- Born: 3 March 1959 (age 67)
- Origin: India
- Genres: Carnatic music
- Occupations: Carnatic vocalist, Musician and Composer
- Instrument: Vocal

= Kavalam Sreekumar =

Indian classical singer

Kavalam Srikumar is a classical musician, Malayalam film singer and music composer from Kerala, India. His recitation of Ramayana is also famous. He has also rendered more than 200 famous Malayalam poems. He is the son of the noted Malayalam poet and dramatist Kavalam Narayana Panicker.

== Biography ==
Kavalam Srikumar was born on 3 March 1959, in Alappuzha, Alappuzha district to Padmabhushan Kavalam Narayana Panikkar and Saradamani. He had an elder brother named Harikrishnan, who died in 2009. Srikumar started learning classical music vocals at the age of five, and studied music under masters like Ambalappuzha Sivasankara Panicker, Thrissur Vaidyanathan, Mavelikkara Prabhakara Varma and Ambalappuzha Tulasi. Had advanced training in Karnatic Music under the famous Musician Shri.B.Sasikumar.

He joined as programme executive in All India Radio in 1985 and voluntarily retired from service in 2007, as Assistant Station Director. His wife is Lekshmy Sreekumar and has two children, Krishna Narayanan & Gouri Sreekumar.

Sreekumar, who had participated in music competitions and won prizes since childhood, has won second place for classical music in the Kerala State School Arts Festival held in Alappuzha in 1971 and third place in 1972.

== Musical career ==
Kavalam Srikumar, as a musician, has made his mark in Karnatic  classical, devotional, folk and indigenous music of Kerala.  He has also sung many movie songs in Malayalam.

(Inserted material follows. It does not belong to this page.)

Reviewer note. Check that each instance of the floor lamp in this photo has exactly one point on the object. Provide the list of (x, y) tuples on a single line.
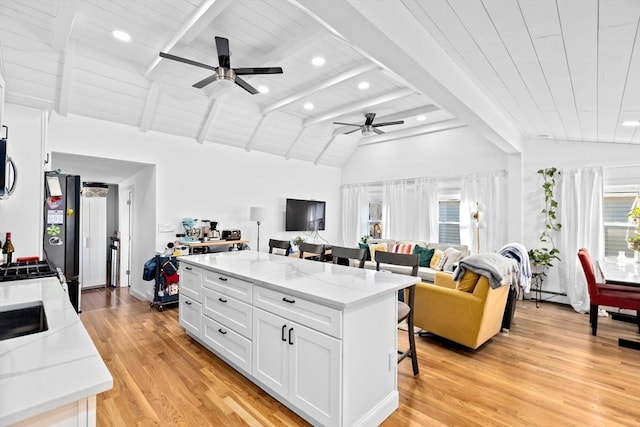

Malayalam movie Headmaster is Kavalam Srikumar's first music directorial film.

Has performed over 1000 music concerts all over India & abroad in prestigious festivals. Also performed in Sanchi Sreevidya festival in Dec 2018 where he rendered Sree Sankaracharya's compositions. His clear rendering of scriptures like Ramayana, Bhagavatha, Lalitha & Vishnu Sahasra Namam, Soundarya Lahari, Bhagavad Geetha, Dhyana Slokas etc. Are widely listened and acclaimed by many throughout the world. He was given the title "Ramakadha Shukan” from Malliyur Sankaran Nambudirippadu in the year 1998 for his contributions in the field of Ramayana rendering. Received “Ganapoornasree” award from Chettikulangara in 2011. Received Kerala Sangeeth Natak Akademi Award in 2012 for Classical Music. Received Ramapurath Warrier Award in 2017, Sangeetha Ratna Puraskar from M S Subbalakshmy foundation in 2017, Kerala Film Critics Award for best music director in 2023.

He has been rendering Adhyatma Ramayana right from 1985, when he stood before the microphone at All India Radio. Since then he has been instrumental in popularizing Thunchath Ezhuthachans Adhyatma Ramayanam Kilippattu(the Malayalam version of Ramayana) with his emphasis on emotion without compromising on its lyrical quality. His rendering of Hindu scriptures like Bhagavatham, Lalitha Sahasra Namam, Vishnu Sahasra Namam and Soundarya Lahari, to name a few, are much sought after.

== Awards ==

- 2012 - Kerala Sangeetha Nataka Akademi Award
- 1989 - Gurusashat Parabrahma - All India Radio- Annual Award for the best musical feature
- 1990- Parayipetta Panthirukulam - All India Radio- Annual Award for the best musical feature
- Won first prize for consecutive 5 years in Classical Vocal in the University Youth Festival.
- 1998 - He was given the title “ Ramakadha Shukan” by Malliyur Sankaran Nambudiri for his contributions in rendering Adhyathma Ramayanam.
- 2011 - Ganapoornasree award from Chettikulangara Temple.
- 2017 - Ramapurath Warrier Award.
- 2017 - Sangeetha Ratna Puraskar from M S Subbalakshmy foundation.
- 2023 Bamsuri Ramayanasree Award for his outstanding contribution in propagating the epic Ramayana.